Updates

DHS Conducts First Full-Scale Cyber Security Exercise to Enhance Nation's Cyber Preparedness

For Immediate ReleaseOffice of the Press SecretaryContact: 202-786-9899February 10, 2006   Washington, DC --  U.S. Department of Homeland Security (DHS) announced the completion of Cyber Storm, the first full-scale government-led cyber security exercise to examine response, coordination, and recovery mechanisms to a simulated cyber-event within international, federal, state, and local governments, in conjunction with the private sector.  In total, 115 public, private, and international agencies, organizations, and companies were involved in the planning and implementation of Cyber Storm.     “Cyber security is critical to protecting our nation's infrastructure because information systems connect so many aspects of our economy and society," said George W. Foresman, DHS Under Secretary for Preparedness. "Preparedness against a cyber attack requires partnership and coordination between all levels of government and the private sector.
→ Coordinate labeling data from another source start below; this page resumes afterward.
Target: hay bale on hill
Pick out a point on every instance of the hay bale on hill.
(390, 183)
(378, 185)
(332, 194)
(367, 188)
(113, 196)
Cyber Storm provides an excellent opportunity to enhance our nation's cyber preparedness and better manage risk.”   Cyber Storm emphasizes the Administration’s commitment to cyber security and preparedness.  The exercise simulated a sophisticated cyber attack through a series of scenarios directed against critical infrastructures.  For example, one of the scenarios simulated a cyber incident where a utility company’s computer system is breached, causing numerous disruptions to the power grid.  The intent of this scenario is to highlight the interconnectedness of cyber security with the physical infrastructure and to exercise coordination and communication between the public and private sectors.  Each of the scenarios was developed with the assistance of industry experts and was executed in a closed and secure environment.    Cyber Storm exercised national cyber incident response within the context of a large-scale cyber incident affecting the energy, information technology, telecommunications, and transportation sectors.  Capabilities examined, include:

 

  • Interagency coordination through the National Cyber Response Coordination Group;
  • Identification of policy issues that affect response and recovery;
  • Identification of critical information sharing paths and mechanisms among public and private sectors; and
  • Improvement and promotion of public and private sector interaction.
Organizations that participated in this exercise in addition to the DHS include:

 

  • Department of Commerce
  • Department of Defense
  • Department of Energy
  • Department of State
  • Department of Transportation
  • Department of Treasury
  • Department of Justice
  • Director of National Intelligence
  • Central Intelligence Agency
  • National Security Agency
  • National Security Council
  • Homeland Security Council
  • States of Michigan, Montana and New York
  • FBI
  • U.S. Secret Service
  • NORTHCOM
  • American Red Cross
  • Canada (PSEP-C)
The exercise was a simulated event, and there were no real world effects on, tampering with, or damage to any critical infrastructure.  While the exercise scenario was based on a hypothetical situation, it was not intended as a forecast of future terrorist threats.   Cyber Storm participants included members of the public sector (federal and state agencies), the private sector (information technology, telecommunications, energy and transportation firms selected by Industry Information Sharing and Analysis Centers (ISACs) and Sector Specific Agencies (SSAs)), and select international government partners.      The National Cyber Security Division (NCSD), a part of the department’s new Preparedness Directorate, provides the federal government with a centralized cyber security coordination and preparedness function.  The NCSD is the focal point for the federal government’s interaction with state and local government, the private sector, and the international community concerning cyberspace vulnerability reduction efforts.